Is the method of fermentation the biggest difference maker between Chinese spirits like baijiu and spirits in this part of the world?
I’d say so. Chinese grain spirits — and East Asian grain spirits more broadly— are largely distinguished by their use of an ingredient called qu (koji in Japan), which is a grain-based culture of microorganisms, mostly mold, yeast and bacteria. When mixed with a grain it can initiate fermentation of solid grain, whereas in the West fermentation is typically performed on sugary liquids.
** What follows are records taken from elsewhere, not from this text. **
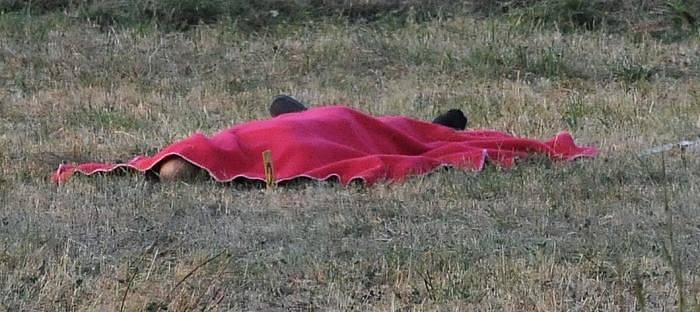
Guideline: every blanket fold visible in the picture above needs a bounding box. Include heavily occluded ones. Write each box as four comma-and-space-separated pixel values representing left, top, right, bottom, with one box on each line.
52, 106, 597, 184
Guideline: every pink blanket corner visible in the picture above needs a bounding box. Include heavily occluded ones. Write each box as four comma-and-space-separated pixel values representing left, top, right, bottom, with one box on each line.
52, 106, 598, 185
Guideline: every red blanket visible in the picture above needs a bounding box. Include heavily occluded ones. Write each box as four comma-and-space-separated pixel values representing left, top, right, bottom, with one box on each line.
53, 106, 597, 184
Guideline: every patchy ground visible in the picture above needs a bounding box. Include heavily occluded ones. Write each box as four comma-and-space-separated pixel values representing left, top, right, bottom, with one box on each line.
0, 1, 700, 311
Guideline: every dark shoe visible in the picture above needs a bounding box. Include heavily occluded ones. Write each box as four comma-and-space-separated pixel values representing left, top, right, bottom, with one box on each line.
270, 95, 306, 117
433, 109, 467, 130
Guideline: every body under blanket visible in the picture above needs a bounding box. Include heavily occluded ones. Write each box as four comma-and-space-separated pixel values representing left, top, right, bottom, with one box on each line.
53, 106, 597, 184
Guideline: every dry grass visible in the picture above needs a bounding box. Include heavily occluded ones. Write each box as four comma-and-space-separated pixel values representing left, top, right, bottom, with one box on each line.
0, 3, 700, 311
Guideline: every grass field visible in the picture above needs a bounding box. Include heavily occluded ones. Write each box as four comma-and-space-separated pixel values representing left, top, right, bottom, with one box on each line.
0, 0, 700, 311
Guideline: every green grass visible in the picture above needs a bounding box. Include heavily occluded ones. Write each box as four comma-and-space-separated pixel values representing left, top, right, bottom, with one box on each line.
0, 1, 700, 311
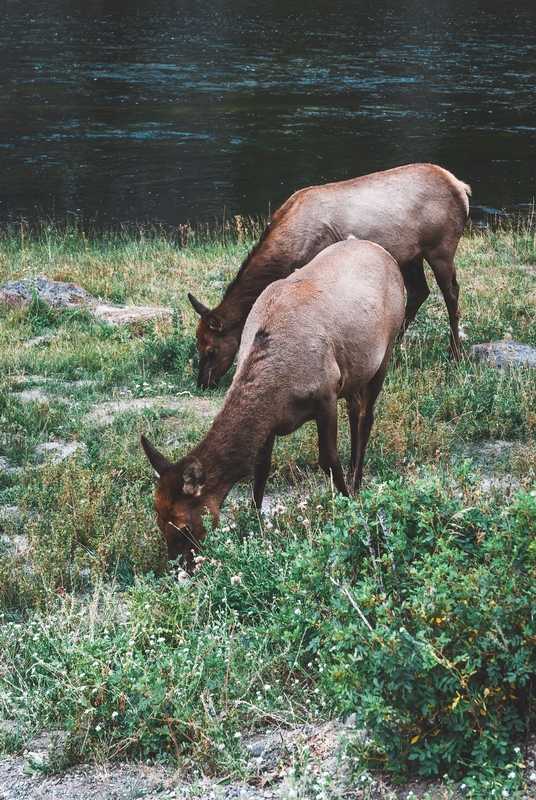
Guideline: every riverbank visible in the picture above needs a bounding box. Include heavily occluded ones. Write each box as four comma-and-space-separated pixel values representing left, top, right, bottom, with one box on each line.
0, 219, 536, 797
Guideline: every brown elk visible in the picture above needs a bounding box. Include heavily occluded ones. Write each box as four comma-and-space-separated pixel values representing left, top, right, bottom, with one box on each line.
188, 164, 471, 389
141, 239, 404, 570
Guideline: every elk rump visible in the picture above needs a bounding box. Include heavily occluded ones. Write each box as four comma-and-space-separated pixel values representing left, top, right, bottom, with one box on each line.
188, 164, 471, 389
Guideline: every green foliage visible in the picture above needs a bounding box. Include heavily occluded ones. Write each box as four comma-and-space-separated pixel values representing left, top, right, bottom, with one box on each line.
0, 219, 536, 798
0, 472, 536, 790
141, 312, 197, 381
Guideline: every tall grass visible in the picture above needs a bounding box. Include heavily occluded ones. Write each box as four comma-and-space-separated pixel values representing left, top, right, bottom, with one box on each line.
0, 218, 536, 797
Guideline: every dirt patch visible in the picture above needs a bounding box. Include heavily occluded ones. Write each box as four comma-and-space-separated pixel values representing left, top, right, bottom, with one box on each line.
84, 392, 221, 425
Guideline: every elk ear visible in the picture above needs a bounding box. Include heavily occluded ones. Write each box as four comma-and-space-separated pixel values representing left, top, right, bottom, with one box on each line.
206, 314, 223, 333
182, 456, 205, 497
188, 292, 210, 317
140, 436, 173, 478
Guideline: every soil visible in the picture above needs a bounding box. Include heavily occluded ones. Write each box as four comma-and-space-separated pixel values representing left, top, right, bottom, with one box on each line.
0, 720, 536, 800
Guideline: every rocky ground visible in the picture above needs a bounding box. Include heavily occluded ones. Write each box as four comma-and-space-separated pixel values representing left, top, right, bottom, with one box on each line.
0, 279, 536, 800
0, 721, 536, 800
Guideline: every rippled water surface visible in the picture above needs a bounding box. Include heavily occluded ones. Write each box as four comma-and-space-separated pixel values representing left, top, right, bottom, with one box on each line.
0, 0, 536, 225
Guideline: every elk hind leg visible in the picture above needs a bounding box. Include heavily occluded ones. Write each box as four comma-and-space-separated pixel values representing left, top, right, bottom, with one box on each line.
253, 433, 275, 511
316, 395, 348, 497
347, 342, 394, 494
426, 247, 460, 361
399, 256, 430, 338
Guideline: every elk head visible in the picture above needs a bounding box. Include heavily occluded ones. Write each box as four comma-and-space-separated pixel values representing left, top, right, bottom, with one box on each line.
188, 293, 240, 389
141, 436, 219, 573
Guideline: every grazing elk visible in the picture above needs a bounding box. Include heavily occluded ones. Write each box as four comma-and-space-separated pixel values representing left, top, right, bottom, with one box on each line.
188, 164, 471, 389
141, 238, 404, 570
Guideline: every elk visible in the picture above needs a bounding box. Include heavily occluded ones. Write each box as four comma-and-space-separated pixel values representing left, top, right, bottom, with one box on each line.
141, 238, 404, 571
188, 164, 471, 389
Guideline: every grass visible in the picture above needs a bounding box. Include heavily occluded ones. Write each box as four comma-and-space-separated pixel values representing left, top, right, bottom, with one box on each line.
0, 212, 536, 797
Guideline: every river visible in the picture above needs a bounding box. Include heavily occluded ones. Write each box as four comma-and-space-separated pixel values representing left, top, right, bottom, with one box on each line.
0, 0, 536, 227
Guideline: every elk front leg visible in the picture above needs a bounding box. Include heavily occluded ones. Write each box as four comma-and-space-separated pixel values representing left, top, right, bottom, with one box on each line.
316, 395, 348, 497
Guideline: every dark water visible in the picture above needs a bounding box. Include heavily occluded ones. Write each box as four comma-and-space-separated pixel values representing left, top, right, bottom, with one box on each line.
0, 0, 536, 225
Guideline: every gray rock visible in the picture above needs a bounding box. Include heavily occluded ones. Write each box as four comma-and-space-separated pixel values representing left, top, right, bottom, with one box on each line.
0, 276, 97, 308
93, 305, 173, 325
469, 341, 536, 369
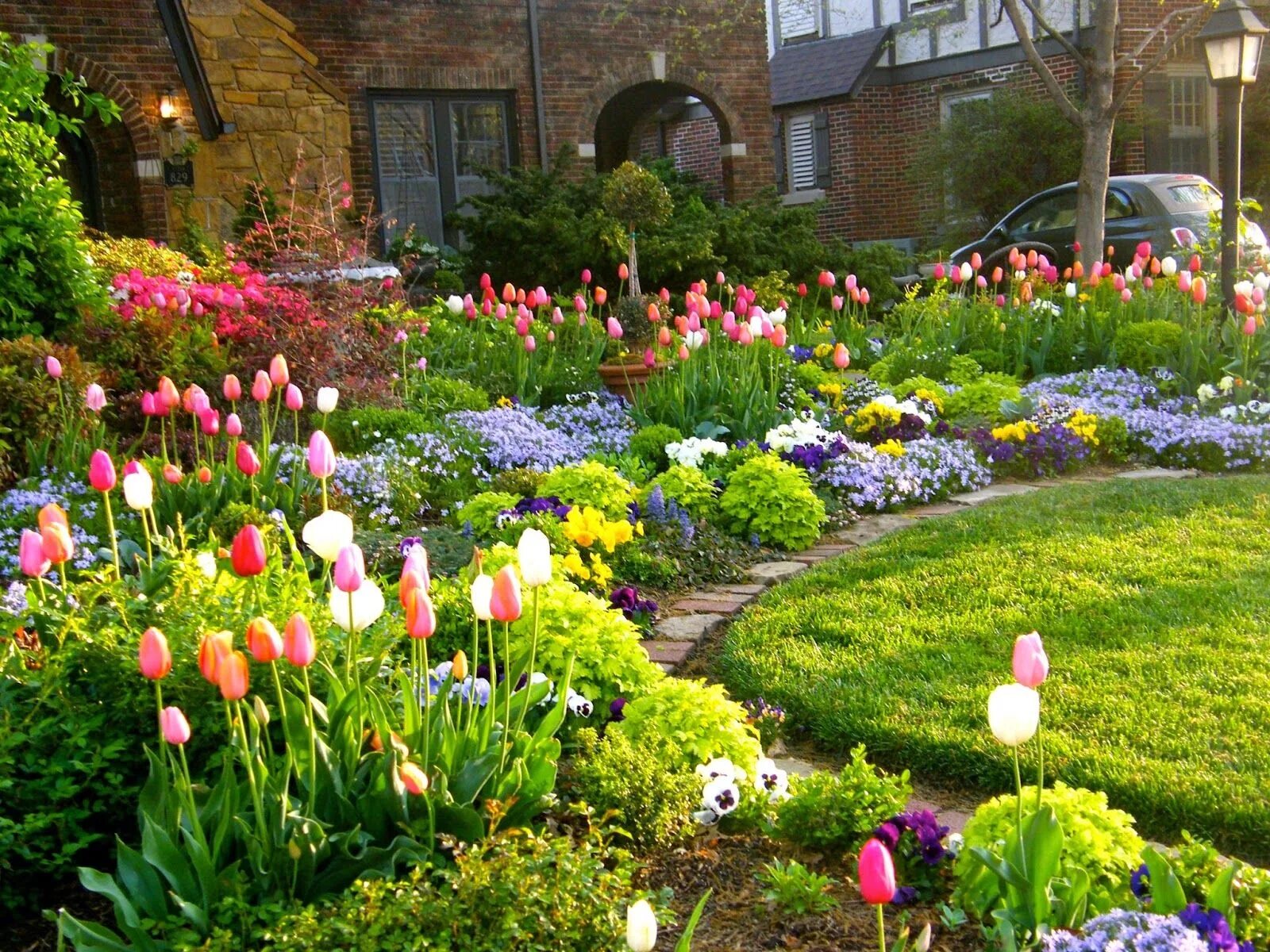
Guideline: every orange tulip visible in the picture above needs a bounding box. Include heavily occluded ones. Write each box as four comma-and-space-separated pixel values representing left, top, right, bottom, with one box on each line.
198, 631, 233, 684
216, 651, 250, 701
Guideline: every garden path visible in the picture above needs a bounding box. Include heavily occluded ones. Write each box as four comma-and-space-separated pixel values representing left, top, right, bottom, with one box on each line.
641, 467, 1200, 833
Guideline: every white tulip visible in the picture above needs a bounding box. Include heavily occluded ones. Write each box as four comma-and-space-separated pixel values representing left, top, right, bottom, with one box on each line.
471, 573, 494, 622
626, 899, 656, 952
330, 579, 383, 631
300, 509, 353, 562
516, 529, 551, 588
123, 470, 155, 512
988, 684, 1040, 747
318, 387, 339, 414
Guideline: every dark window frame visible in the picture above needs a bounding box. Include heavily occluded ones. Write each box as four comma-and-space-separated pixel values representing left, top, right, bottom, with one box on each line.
366, 89, 521, 248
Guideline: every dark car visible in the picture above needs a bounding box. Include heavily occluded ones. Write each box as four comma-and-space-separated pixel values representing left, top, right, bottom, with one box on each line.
950, 173, 1266, 273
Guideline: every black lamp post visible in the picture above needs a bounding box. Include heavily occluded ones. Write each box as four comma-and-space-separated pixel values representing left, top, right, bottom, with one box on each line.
1196, 0, 1270, 307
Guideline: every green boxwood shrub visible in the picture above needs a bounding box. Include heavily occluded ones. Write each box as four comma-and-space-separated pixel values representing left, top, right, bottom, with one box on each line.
572, 727, 701, 848
538, 459, 635, 519
954, 782, 1145, 916
639, 466, 719, 519
776, 745, 913, 852
719, 453, 824, 550
1115, 320, 1183, 373
944, 374, 1020, 423
608, 678, 762, 770
627, 423, 683, 472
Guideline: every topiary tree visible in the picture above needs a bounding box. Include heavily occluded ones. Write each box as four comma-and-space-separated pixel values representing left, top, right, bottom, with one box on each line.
602, 161, 675, 300
0, 33, 119, 338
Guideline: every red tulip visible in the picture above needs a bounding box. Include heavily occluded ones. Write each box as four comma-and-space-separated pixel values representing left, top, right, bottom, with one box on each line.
860, 839, 895, 906
87, 449, 116, 493
216, 651, 252, 701
246, 618, 282, 664
137, 628, 171, 681
282, 612, 318, 668
159, 707, 189, 747
1012, 631, 1049, 688
489, 565, 521, 622
230, 523, 268, 578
Qu gives East Asian grain alcohol a much different character, and qu also imparts every single producer’s products with a flavor that is completely unique to the microclimate of the place.
For someone who’s never tried baijiu, what would you tell them about Ming River?
On the nose and palate, it delivers a strong burst of pineapple, with notes of anise, a little spice and an intriguing cheesy note. It’s complex and delicious, and it goes really nicely in tiki-style cocktails. It also plays nicely with bitters. Right now, we’re all quite taken with the General Ming, which is simple enough for anyone to make. And of course, it goes well with spicy Sichuan food.